As far as the transport angle is concerned, the stadium is set to come up next to the East Cambridge stop of the Cambridgeshire Autonomous Metro (CAM) and just off the A14.

The club has worked with leading architects KSS to come up with a sustainable design and location for the structure, which could also become a hub for future transport plans for the city, linking with the possible relocation of the Newmarket Park & Ride and the ambitious plans for the CAM Metro.

“I think the fundamentals here are that we do need a new transport system, we do need more houses. This would be part of a wider development that would allow more houses and it would also allow the Abbey site to be developed for houses,” stated a confident Mather.

The consultation period for the new arena will begin early next year. If everything goes smooth, a planning application will be submitted in 2020 and if it gets green lighted, Mather is optimistic that the new ground would come to fruition soon.

“Being realistic, this isn’t something where we’re going to stick a spade in the ground next year. The call for sites isn’t complete and there’s going to be a period of consultation next year. That takes us through to 2020 at the earliest possible date that a planning application could be made, assuming this land is included in the planning envelope,” he explained.

“From there, if we had funding and gained planning permission, this would not take that long to build as we’re on a greenfield site,” Mather asserted.

United have been looking for a new home ever since selling the Abbey Stadium to Bide awhile 445 Ltd, partly-owned by John Howard, in 2004. London-headquartered internationally diversified property group Grosvenor bought the stadium from John Howard’s company in 2010, and has been actively helping the club hunt for a new home ever since.

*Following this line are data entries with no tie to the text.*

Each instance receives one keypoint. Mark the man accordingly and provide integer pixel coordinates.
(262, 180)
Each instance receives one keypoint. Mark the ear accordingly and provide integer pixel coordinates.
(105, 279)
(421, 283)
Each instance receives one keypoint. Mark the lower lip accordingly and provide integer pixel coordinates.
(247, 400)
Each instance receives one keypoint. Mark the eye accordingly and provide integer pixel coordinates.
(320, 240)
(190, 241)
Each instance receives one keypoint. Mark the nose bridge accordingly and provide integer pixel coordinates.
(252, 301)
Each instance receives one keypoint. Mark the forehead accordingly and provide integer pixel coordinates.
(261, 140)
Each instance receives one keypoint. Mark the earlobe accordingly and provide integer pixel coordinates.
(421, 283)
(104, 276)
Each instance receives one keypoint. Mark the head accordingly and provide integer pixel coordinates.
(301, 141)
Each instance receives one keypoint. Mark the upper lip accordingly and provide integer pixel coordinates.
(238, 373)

Mather sums up by saying, “Somebody who I respect in the world of building stadia said ‘first of all, you’ve got to actually bake a cake before you can sell it’. To that extent, if we can create something which actually is perceived and genuinely is of value in terms of the revenue it can generate by being used as more than just a football stadium, and it is of sufficiently high quality and sustainable construction, I think the funding will follow.”